# JAX & FLAX

> **Author**: Gustavo L. F. Walbon / **Date**: July 2022.

In this work we will have the inference of resnet18 with Jax engines.

## Objective
_In the fourth project you will have to implement the ResNet-18 model using JAX and Flax libraries for inference only. The FLAX library, discussed in the second lecture, provides primitives to stack multiple kinds of layers in order to form a neural network architecture._

_After you have implemented the model and loaded the weights, it is time to test your code on a few test images. You may use the images provided in [5](https://github.com/MO436-MC934/work). Finally, you job is to obtain the maximum amount of performance improvement from your network using JAX transformations: jit, vmap, pmap, etc. You may use your CPU, GPU or TPU (in Google Collab). In the end, you should write a report (PDF) describing how you implemented your model, which transformations you applied and why.
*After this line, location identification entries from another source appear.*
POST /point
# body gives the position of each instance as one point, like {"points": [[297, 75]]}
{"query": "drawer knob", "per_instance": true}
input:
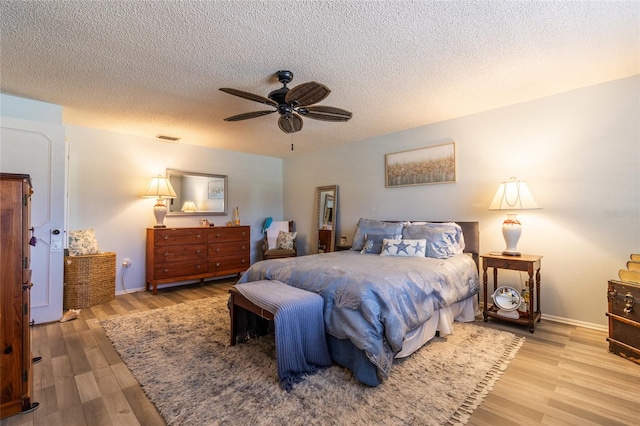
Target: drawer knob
{"points": [[628, 300]]}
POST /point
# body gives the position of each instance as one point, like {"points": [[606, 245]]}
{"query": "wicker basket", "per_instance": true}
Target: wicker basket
{"points": [[89, 280]]}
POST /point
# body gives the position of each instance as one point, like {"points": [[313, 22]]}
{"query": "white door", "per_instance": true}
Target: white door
{"points": [[38, 149]]}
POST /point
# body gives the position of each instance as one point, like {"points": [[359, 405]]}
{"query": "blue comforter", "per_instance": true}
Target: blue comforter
{"points": [[374, 301]]}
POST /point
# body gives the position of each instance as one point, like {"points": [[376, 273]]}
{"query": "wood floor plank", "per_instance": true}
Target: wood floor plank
{"points": [[119, 409], [87, 387], [145, 411], [97, 412]]}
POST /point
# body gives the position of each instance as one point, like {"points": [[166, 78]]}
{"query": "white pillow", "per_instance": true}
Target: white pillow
{"points": [[83, 242], [402, 247]]}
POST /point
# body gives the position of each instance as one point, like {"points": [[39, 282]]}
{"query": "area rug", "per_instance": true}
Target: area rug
{"points": [[181, 357]]}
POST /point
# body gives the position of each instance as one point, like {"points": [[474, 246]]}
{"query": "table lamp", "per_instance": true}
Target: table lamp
{"points": [[189, 207], [159, 188], [511, 196]]}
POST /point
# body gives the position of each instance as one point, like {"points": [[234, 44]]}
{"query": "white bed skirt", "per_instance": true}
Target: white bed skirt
{"points": [[441, 321]]}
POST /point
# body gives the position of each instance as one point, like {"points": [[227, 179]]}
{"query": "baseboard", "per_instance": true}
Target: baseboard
{"points": [[577, 323], [568, 321]]}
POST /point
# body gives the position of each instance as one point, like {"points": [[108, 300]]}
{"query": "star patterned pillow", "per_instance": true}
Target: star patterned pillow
{"points": [[402, 247]]}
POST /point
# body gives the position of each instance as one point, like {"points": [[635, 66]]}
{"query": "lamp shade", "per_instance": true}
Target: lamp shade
{"points": [[189, 207], [159, 187], [513, 195]]}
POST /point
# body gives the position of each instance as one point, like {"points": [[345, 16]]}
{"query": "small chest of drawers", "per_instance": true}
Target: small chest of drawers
{"points": [[624, 319], [184, 254]]}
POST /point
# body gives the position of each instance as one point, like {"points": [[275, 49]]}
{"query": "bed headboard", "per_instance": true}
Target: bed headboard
{"points": [[471, 232]]}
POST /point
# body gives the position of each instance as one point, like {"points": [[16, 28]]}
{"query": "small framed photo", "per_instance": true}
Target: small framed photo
{"points": [[422, 166]]}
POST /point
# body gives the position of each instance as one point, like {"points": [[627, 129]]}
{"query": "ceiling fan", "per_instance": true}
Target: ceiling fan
{"points": [[291, 104]]}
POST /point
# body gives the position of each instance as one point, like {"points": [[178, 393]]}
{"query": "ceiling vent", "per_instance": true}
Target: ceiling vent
{"points": [[168, 138]]}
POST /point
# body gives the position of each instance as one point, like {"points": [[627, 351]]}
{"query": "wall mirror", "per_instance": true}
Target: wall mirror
{"points": [[199, 194], [324, 231]]}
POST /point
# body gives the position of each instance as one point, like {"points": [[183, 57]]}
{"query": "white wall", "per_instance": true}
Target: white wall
{"points": [[579, 151], [108, 172]]}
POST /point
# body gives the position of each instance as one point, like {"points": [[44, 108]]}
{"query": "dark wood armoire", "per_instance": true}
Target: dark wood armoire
{"points": [[15, 284]]}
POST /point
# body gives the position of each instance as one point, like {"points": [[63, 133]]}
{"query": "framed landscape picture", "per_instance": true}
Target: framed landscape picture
{"points": [[422, 166]]}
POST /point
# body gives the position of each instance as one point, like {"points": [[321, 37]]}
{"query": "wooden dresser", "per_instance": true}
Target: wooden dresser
{"points": [[15, 290], [185, 254], [624, 319]]}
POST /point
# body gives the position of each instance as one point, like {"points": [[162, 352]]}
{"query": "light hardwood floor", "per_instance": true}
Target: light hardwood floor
{"points": [[562, 375]]}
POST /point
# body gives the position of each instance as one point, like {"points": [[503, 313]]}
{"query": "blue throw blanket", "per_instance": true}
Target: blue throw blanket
{"points": [[374, 301], [301, 345]]}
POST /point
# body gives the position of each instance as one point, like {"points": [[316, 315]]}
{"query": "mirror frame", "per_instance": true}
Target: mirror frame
{"points": [[221, 212], [321, 213]]}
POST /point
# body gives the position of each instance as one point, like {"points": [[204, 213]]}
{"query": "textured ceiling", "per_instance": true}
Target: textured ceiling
{"points": [[155, 67]]}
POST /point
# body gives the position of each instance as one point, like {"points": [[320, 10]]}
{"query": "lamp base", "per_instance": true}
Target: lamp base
{"points": [[159, 211]]}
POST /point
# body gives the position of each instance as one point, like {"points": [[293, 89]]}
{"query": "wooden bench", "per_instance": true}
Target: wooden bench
{"points": [[237, 300], [301, 343]]}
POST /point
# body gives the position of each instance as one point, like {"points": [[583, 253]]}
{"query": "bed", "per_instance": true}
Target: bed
{"points": [[391, 293]]}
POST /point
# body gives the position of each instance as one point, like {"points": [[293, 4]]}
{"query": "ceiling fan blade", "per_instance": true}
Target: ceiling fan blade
{"points": [[307, 93], [290, 124], [250, 96], [325, 113], [247, 115]]}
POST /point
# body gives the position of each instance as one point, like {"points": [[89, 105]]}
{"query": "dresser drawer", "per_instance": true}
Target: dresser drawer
{"points": [[180, 253], [229, 264], [233, 248], [173, 236], [514, 265], [179, 269], [229, 233]]}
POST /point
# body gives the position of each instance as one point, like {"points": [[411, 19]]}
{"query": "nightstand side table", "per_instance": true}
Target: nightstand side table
{"points": [[526, 262]]}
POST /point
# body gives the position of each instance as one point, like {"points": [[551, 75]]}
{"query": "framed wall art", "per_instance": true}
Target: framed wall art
{"points": [[422, 166]]}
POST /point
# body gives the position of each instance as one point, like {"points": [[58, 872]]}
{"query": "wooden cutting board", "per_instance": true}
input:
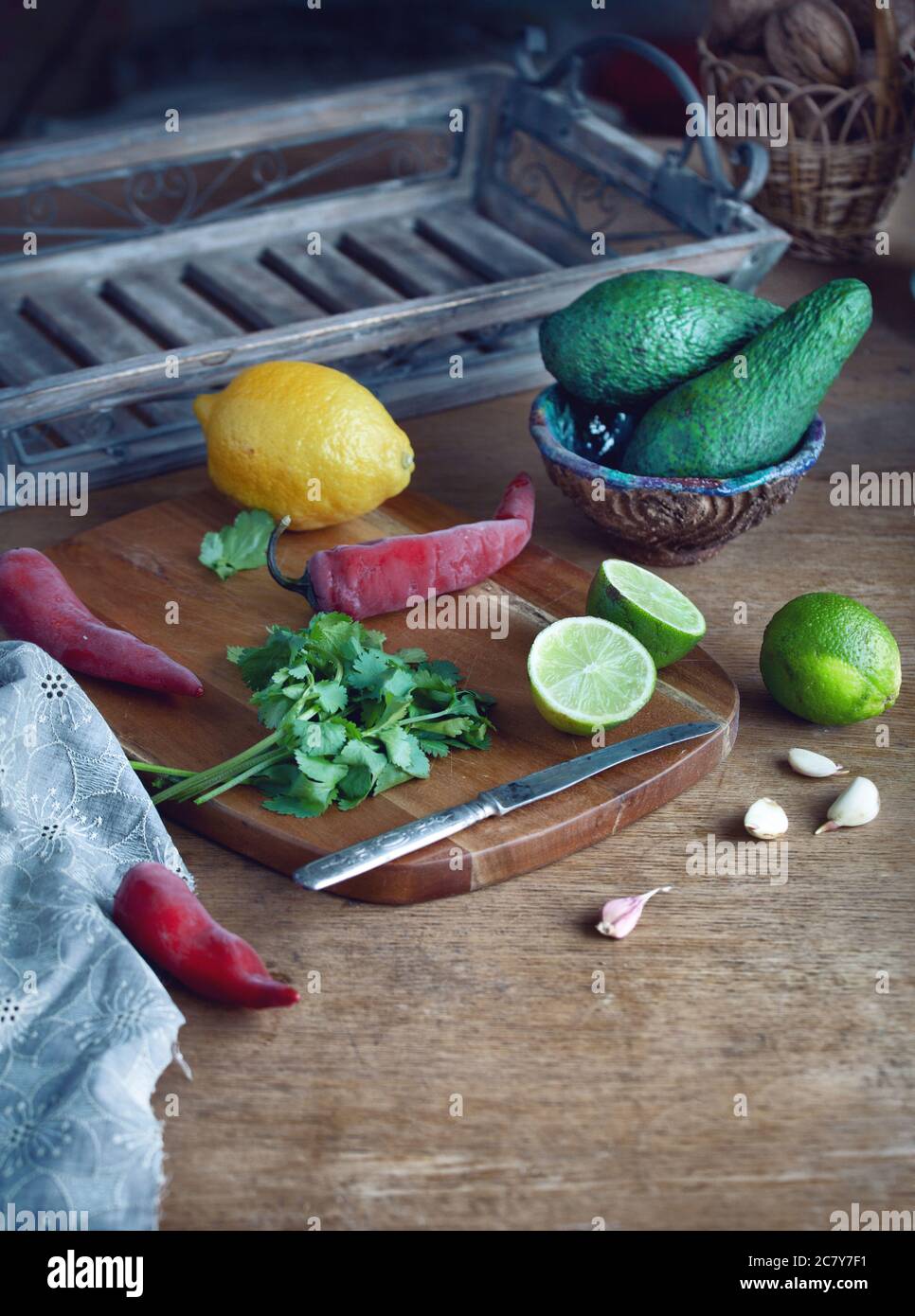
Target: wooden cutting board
{"points": [[135, 570]]}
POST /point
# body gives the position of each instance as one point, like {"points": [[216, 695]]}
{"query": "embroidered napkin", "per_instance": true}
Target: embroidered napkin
{"points": [[86, 1026]]}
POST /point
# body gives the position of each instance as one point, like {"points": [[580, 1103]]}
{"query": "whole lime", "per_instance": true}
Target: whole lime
{"points": [[830, 660]]}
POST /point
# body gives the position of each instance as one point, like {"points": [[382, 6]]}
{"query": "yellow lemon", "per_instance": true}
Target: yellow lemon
{"points": [[303, 441]]}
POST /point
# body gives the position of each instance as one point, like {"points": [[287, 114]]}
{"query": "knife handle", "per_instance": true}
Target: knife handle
{"points": [[391, 845]]}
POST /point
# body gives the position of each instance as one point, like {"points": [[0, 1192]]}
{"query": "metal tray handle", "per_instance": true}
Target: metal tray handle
{"points": [[567, 68]]}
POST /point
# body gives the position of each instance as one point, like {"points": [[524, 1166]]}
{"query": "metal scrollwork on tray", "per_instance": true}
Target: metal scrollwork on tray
{"points": [[164, 196], [530, 170], [172, 185]]}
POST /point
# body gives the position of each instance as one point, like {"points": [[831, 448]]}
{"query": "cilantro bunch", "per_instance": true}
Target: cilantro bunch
{"points": [[345, 719]]}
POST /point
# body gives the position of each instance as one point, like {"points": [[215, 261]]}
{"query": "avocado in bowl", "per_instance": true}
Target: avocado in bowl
{"points": [[660, 520]]}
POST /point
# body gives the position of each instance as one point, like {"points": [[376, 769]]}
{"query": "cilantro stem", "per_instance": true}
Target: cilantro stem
{"points": [[198, 782], [157, 768], [277, 756]]}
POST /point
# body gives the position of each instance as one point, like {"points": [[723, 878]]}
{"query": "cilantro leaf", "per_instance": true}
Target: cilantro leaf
{"points": [[345, 719], [404, 752], [240, 546]]}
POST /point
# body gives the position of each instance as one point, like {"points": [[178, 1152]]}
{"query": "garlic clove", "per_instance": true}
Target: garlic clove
{"points": [[809, 763], [619, 917], [857, 804], [765, 820]]}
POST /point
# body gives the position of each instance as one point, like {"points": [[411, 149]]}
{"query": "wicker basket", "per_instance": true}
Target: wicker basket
{"points": [[848, 149]]}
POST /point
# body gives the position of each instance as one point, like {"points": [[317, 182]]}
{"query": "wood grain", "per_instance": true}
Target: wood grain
{"points": [[135, 571], [581, 1103]]}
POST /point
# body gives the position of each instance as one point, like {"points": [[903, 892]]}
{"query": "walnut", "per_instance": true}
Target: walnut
{"points": [[863, 13], [813, 41], [739, 23]]}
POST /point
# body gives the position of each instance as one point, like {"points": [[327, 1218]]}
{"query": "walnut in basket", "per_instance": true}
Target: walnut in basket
{"points": [[813, 41], [739, 23], [861, 13]]}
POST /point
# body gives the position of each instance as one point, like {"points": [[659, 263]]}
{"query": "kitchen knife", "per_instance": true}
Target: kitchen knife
{"points": [[336, 867]]}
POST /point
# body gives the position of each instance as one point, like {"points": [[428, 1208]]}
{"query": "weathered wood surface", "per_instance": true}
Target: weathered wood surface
{"points": [[131, 570], [576, 1103]]}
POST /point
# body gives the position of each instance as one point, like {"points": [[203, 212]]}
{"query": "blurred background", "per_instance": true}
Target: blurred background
{"points": [[75, 66]]}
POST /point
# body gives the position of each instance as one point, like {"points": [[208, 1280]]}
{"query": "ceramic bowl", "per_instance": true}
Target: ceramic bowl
{"points": [[654, 519]]}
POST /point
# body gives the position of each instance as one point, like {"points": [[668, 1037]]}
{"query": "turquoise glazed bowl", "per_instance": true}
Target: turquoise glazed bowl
{"points": [[655, 520]]}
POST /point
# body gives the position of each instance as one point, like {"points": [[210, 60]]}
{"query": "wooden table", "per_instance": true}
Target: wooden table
{"points": [[583, 1104]]}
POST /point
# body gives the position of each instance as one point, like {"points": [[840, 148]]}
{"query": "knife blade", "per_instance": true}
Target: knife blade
{"points": [[391, 845]]}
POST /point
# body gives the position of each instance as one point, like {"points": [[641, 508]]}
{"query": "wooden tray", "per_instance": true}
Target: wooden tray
{"points": [[131, 570], [357, 226]]}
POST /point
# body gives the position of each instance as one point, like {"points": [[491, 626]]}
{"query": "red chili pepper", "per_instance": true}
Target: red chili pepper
{"points": [[37, 604], [384, 576], [161, 916]]}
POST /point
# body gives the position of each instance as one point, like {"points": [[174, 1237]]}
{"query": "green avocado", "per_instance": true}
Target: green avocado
{"points": [[627, 341], [752, 411]]}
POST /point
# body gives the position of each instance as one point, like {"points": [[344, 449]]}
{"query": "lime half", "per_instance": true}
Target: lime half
{"points": [[649, 608], [587, 674]]}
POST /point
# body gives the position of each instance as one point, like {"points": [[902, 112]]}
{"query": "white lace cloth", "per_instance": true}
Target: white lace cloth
{"points": [[86, 1026]]}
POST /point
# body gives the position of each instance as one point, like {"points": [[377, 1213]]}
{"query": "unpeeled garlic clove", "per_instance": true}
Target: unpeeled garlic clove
{"points": [[809, 763], [857, 804], [619, 917], [765, 820]]}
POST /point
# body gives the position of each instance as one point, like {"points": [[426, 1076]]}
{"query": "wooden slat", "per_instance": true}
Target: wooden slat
{"points": [[87, 327], [330, 277], [332, 338], [250, 291], [166, 307], [481, 243], [26, 354], [401, 257], [97, 334]]}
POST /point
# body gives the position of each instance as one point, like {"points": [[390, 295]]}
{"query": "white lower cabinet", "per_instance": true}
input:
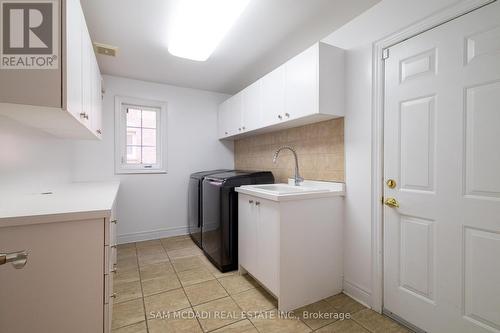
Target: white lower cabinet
{"points": [[306, 89], [292, 248]]}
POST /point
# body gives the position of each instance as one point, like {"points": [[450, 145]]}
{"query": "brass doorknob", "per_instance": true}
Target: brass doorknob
{"points": [[391, 202]]}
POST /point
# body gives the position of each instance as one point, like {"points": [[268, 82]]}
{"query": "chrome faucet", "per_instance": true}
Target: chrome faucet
{"points": [[298, 179]]}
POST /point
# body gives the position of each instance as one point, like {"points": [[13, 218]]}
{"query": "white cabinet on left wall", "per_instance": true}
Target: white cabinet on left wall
{"points": [[64, 100]]}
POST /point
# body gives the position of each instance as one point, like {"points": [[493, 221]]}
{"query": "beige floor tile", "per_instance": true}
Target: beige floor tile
{"points": [[135, 328], [179, 322], [173, 300], [127, 291], [128, 313], [148, 250], [126, 264], [318, 314], [255, 300], [214, 270], [157, 285], [126, 275], [237, 283], [204, 292], [125, 246], [345, 304], [148, 259], [343, 326], [148, 243], [274, 323], [177, 243], [193, 276], [242, 326], [376, 323], [126, 253], [155, 270], [218, 313], [187, 263], [187, 252]]}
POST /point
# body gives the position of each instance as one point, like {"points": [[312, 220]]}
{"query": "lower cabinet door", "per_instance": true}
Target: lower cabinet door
{"points": [[268, 244], [247, 233]]}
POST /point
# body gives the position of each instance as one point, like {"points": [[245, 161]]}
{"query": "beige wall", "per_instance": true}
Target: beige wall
{"points": [[320, 148]]}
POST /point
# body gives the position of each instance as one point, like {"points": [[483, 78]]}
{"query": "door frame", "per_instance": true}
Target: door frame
{"points": [[378, 81]]}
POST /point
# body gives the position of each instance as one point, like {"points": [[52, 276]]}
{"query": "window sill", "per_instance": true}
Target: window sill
{"points": [[139, 171]]}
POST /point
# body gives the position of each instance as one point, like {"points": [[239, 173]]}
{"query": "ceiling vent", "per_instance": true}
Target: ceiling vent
{"points": [[106, 49]]}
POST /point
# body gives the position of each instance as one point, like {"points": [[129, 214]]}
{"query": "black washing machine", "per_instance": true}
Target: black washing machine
{"points": [[195, 203], [220, 214]]}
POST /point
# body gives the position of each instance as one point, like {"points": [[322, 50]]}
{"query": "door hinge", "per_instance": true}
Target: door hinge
{"points": [[385, 54]]}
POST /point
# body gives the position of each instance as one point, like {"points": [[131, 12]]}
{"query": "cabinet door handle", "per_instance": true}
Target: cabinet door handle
{"points": [[17, 259]]}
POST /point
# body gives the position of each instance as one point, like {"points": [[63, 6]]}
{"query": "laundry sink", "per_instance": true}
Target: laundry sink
{"points": [[281, 192], [285, 188]]}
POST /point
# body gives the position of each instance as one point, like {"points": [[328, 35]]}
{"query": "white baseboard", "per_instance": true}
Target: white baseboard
{"points": [[357, 293], [152, 234]]}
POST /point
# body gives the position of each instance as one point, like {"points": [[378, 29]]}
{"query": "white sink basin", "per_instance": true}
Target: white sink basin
{"points": [[281, 189], [284, 192]]}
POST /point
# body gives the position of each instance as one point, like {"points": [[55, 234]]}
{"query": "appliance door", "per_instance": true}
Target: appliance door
{"points": [[194, 213]]}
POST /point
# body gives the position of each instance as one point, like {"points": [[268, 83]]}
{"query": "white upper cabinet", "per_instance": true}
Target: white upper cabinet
{"points": [[64, 100], [308, 88], [273, 96], [251, 107]]}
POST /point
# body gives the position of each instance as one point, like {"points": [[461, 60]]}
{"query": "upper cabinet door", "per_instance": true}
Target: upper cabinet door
{"points": [[223, 119], [251, 107], [234, 114], [74, 56], [273, 96], [301, 84]]}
If you could not apply some transformations, discuss the problems you found while trying to use it. Finally, do a performance analysis showing how fast your model has become compared to the non-transformed model (tables and graphs are welcome)._

_Reference: https://github.com/MO436-MC934/notebooks/wiki/5.JAX-Library_

### Loading Resnet18
Pre-trained network is used to see the weights of kernel and bias of Resnet.

In [1]:
import onnx
from onnx import numpy_helper

model = onnx.load("resnet18.onnx")

for initializer in model.graph.initializer:
    array = numpy_helper.to_array(initializer)
    print(f"- Tensor: {initializer.name!r:45} shape={array.shape}")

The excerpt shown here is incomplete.